An ILO study published on ilo.org website on the eve of International Women’s Day, marked annually on March 8th, shows that women are less likely to participate in the labour market compared to their men counterparts.
The report also shows that this trend is true across all countries in the world.
“Despite the progress achieved and the commitments made further improvement, women’s prospects in the world of work are still a long way from being equal to men’s,” said Deborah Greenfield, ILO deputy director general for Policy.
She further explained that whether it is about access to employment, wage inequality or other forms of discrimination, we need to do more to reverse this persistent, unacceptable trend by putting in place policies tailored to women.
“Also taking into account the unequal demands that women face in household and care responsibilities,” Greenfield said.
According to the World Employment and Social Outlook: Trends for Women 2018 – Global snapshot, the global women’s labour force participation rate – at 48.5% in 2018 – is still 26.5% points below the rate of their male counterparts.
In addition, the global unemployment rate of women for 2018 – at 6% – was approximately 0.8% points higher than the rate for men. Altogether, this means that for every ten men in a Job, only 6 women were in employment.
The snapshot also showed that women faced significant gaps in the quality of the employment they were in.

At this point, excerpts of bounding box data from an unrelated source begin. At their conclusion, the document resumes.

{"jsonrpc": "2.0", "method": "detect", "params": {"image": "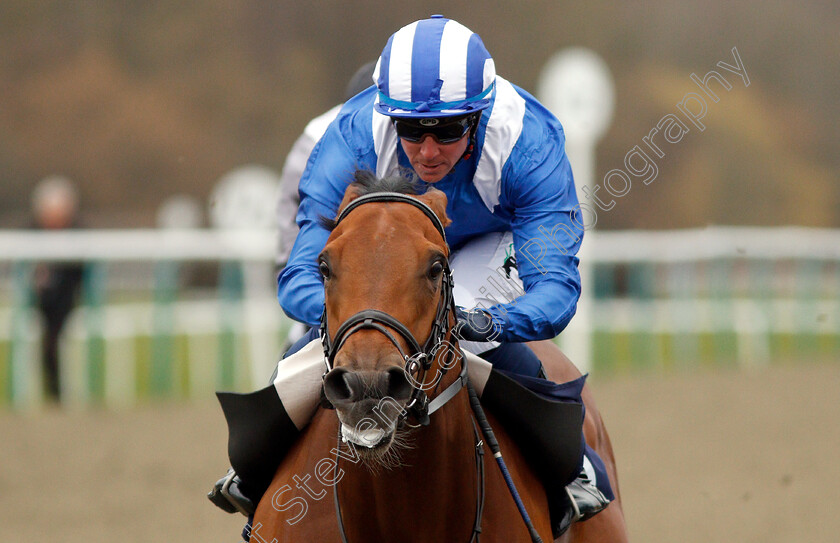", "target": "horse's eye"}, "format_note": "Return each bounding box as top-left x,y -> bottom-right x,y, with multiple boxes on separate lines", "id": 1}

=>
429,261 -> 443,281
318,260 -> 331,279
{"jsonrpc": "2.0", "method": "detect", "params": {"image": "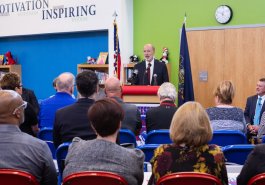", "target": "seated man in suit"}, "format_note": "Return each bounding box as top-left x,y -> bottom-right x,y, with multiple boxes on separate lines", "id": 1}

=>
53,70 -> 98,148
244,78 -> 265,141
133,44 -> 169,85
0,90 -> 57,185
21,87 -> 40,115
105,77 -> 142,135
39,72 -> 76,128
145,82 -> 177,132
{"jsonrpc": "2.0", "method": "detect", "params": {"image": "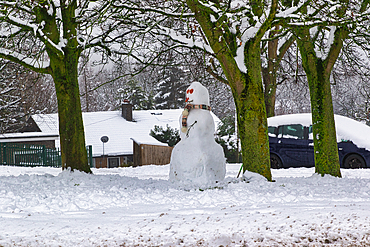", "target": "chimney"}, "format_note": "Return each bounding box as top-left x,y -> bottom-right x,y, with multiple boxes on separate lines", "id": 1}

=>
122,99 -> 132,121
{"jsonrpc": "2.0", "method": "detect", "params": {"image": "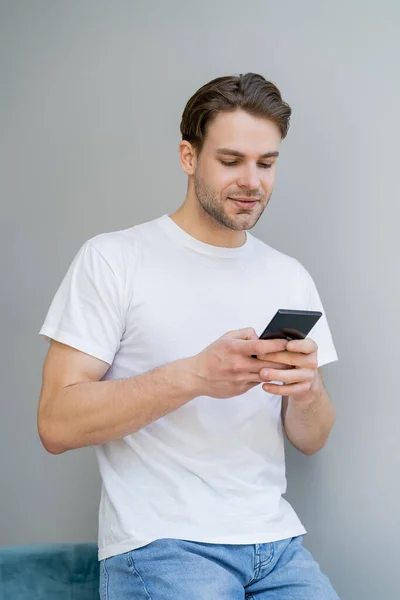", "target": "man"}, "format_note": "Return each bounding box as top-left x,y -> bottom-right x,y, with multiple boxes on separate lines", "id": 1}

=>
38,73 -> 337,600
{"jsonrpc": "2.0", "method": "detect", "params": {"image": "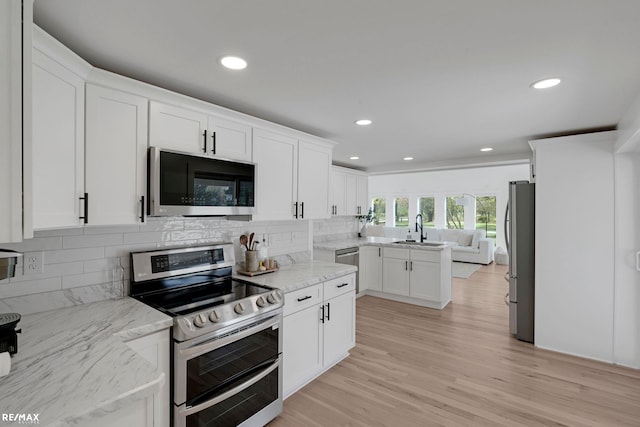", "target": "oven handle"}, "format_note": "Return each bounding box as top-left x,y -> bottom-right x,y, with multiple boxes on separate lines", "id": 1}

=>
180,358 -> 281,417
178,316 -> 280,363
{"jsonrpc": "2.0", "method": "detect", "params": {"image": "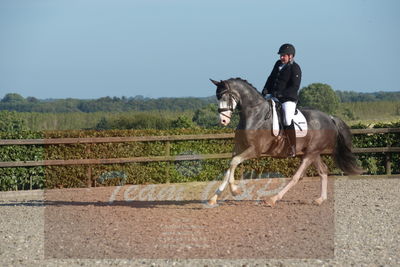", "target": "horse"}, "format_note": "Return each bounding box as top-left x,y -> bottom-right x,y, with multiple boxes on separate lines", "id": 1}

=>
208,78 -> 363,207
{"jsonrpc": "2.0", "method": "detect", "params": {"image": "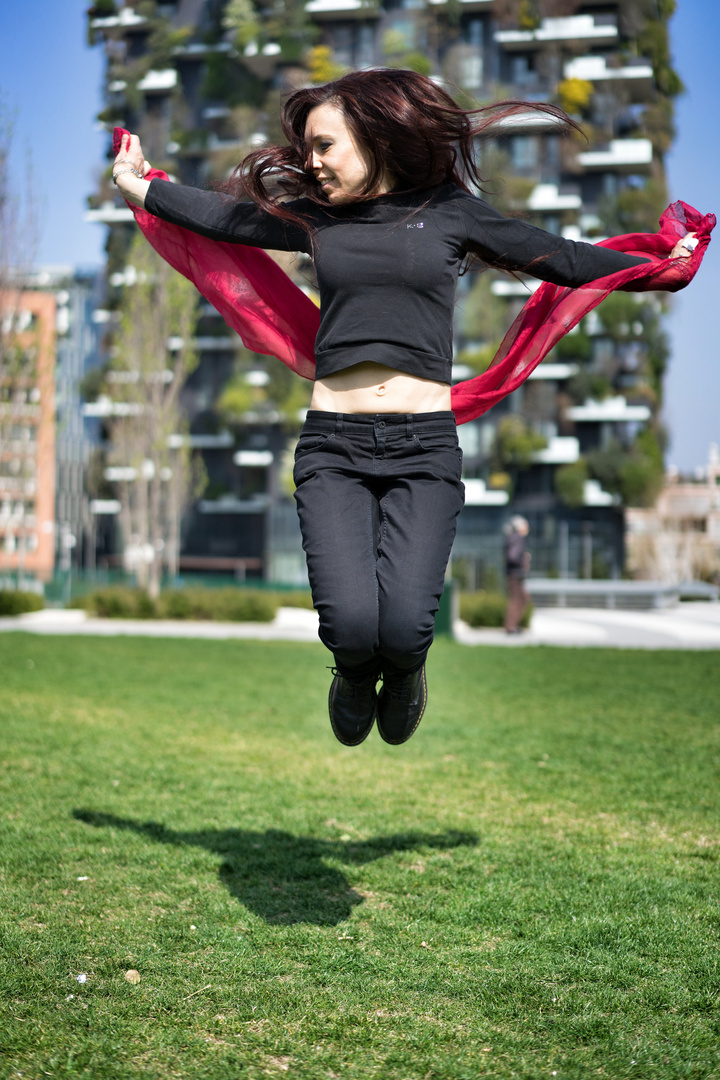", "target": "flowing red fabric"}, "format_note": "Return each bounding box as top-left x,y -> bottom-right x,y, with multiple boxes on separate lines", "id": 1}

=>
113,127 -> 716,423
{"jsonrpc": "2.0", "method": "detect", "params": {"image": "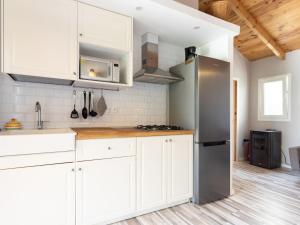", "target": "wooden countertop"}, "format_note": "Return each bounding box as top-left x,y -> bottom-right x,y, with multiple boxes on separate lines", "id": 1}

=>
72,128 -> 194,140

And while in emerging countries the female share of contributing family workers has declined over the past decade, in developing countries it remains high, at 42% of female employment, with no signs of an improvement by 2021.
These findings also confirm previous ILO research that warned against significant gender gaps in wages and social protection.
Persistent challenges and obstacles for women will reduce the possibility of societies to develop pathways for economic growth with social development.
“Closing gender gaps in the world of work thus should remain a top priority if we want to achieve gender equality and empower all women and girls by 2030,” said Damian Grimshaw, Director of the ILO research Department.